DISCURSOS DE JÓ EM VERSOS POÉTICOS. CAP. 19.

Jó, porém, dizendo, Respondeu:

Até quando a minha alma afligireis,

E com palavras me quebrantareis?

Já me haveis humilhado dez vezes;

Não tendes vergonha de injuriar-me.

Embora haja eu, na verdade, errado,

Ficará o meu erro comigo.

Se deveras vos quereis engrandecer contra eu,

E argüir-me pelo meu opróbrio,

Sabei agora que o que me transtornou é Deus,

E com a sua rede me tem cercado.

Eis que clamo: Violência! Porém não sou ouvido.

Grito: Socorro! Porém não há justiça.

Já não posso passar, ele entrincheirou O meu caminho,

E pôs trevas nas veredas minhas.

Da minha honra me despojou;

E tirou-me a coroa da minha cabeça.

Quebrou-me de todos os lados, e eu me vou;

E como a uma árvore arrancou a minha esperança.

E fez inflamar contra mim a sua ira,

E me reputou para consigo como a seus inimigos.

Juntas as suas tropas vieram,

E prepararam contra mim o seu caminho,

E se acamparam ao redor da tenda minha.

Pôs longe de mim a meus irmãos,

E os que me conhecem, como estranhos se apartaram de mim.

Os meus parentes me deixaram,

E se esqueceram de mim os meus conhecidos.

Os meus servos e servas me têm como um estranho,

E vim a ser um estrangeiro aos seus olhos.

Não me responde meu criado quando chamo;

Chego a suplicar-lhe com meus lábios.

O meu hálito se fez estranho à minha mulher;

Sou repugnante aos filhos de minha mãe.

Até os pequeninos me desprezam,

E falam contra mim, eu levantando-me.

Os homens da minha confidência abominam-me,

E até os que eu amava se tornaram contra mim.
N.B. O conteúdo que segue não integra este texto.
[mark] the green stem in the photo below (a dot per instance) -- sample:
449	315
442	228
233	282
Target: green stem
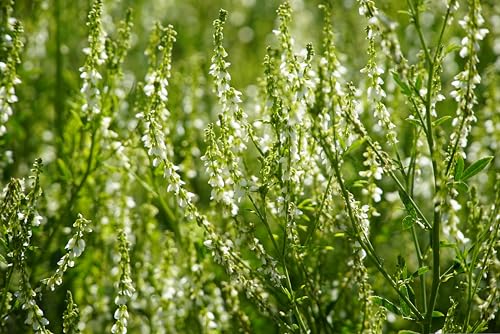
59	96
8	278
361	237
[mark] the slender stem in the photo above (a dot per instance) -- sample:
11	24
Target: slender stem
311	231
59	92
361	237
8	278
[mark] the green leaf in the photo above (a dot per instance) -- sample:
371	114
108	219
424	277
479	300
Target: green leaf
3	261
355	145
405	89
418	83
437	314
461	186
476	167
414	121
459	168
441	120
420	271
408	222
63	169
405	309
389	306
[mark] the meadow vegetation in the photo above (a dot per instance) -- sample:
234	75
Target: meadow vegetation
280	167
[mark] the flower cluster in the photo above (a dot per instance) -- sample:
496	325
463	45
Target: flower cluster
11	45
96	56
223	159
74	248
125	286
374	71
466	81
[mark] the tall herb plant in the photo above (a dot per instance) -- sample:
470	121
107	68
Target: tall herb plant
324	198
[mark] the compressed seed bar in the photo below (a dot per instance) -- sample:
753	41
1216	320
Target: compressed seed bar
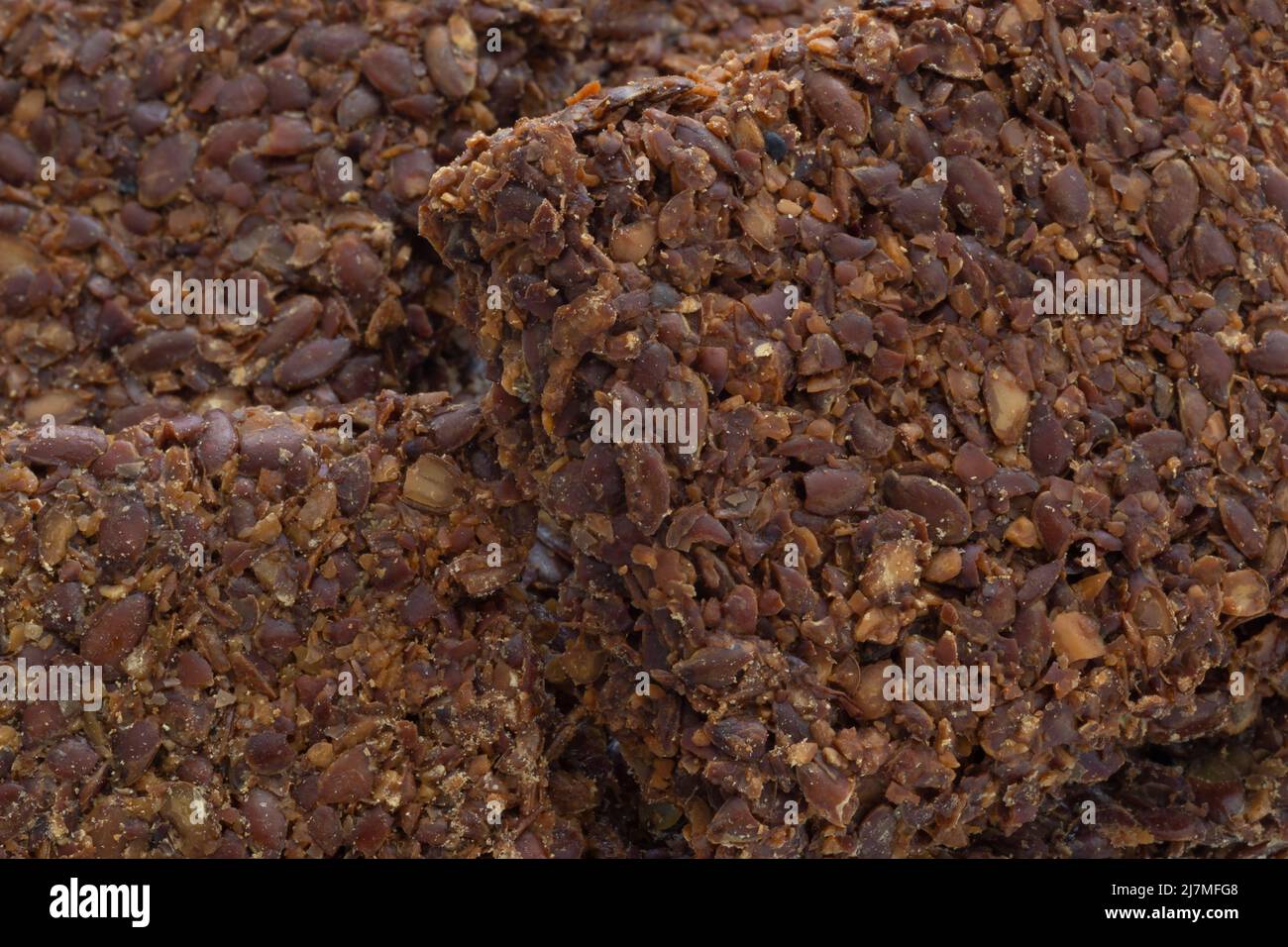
310	634
849	256
279	147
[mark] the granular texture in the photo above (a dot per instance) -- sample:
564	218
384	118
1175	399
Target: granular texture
848	256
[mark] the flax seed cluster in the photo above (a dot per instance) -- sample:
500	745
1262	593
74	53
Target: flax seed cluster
979	313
Os meus ossos se apegaram à minha pele,

E escapei só com a pele dos meus dentes.

Compadecei-vos de mim, amigos meus,

Porque a mão de Deus me tocou.

Por que me perseguis assim como Deus,

E da minha carne não vos fartais vós?

Oxalá que as minhas palavras fossem escritas!

Com pena de ferro, e com chumbo,

Para sempre fossem na rocha esculpidas!

Ou fossem gravadas num livro!

Porque eu sei que o meu Redentor vive,

E que por fim se levantará sobre a terra.

E depois de consumida a minha pele,

Contudo em minha carne verei a Deus, ainda.

Os meus olhos, e não outros o hão de ver;

Vê-lo-ei, por mim mesmo,

E por isso no meu interior os meus rins se consomem.

Em verdade, que devíeis dizer: Por que o perseguimos?

A espada temei vós mesmos;

Pois a raiz da acusação em mim se acha.

Para saberdes que há um juízo,

E que o furor traz os castigos da espada.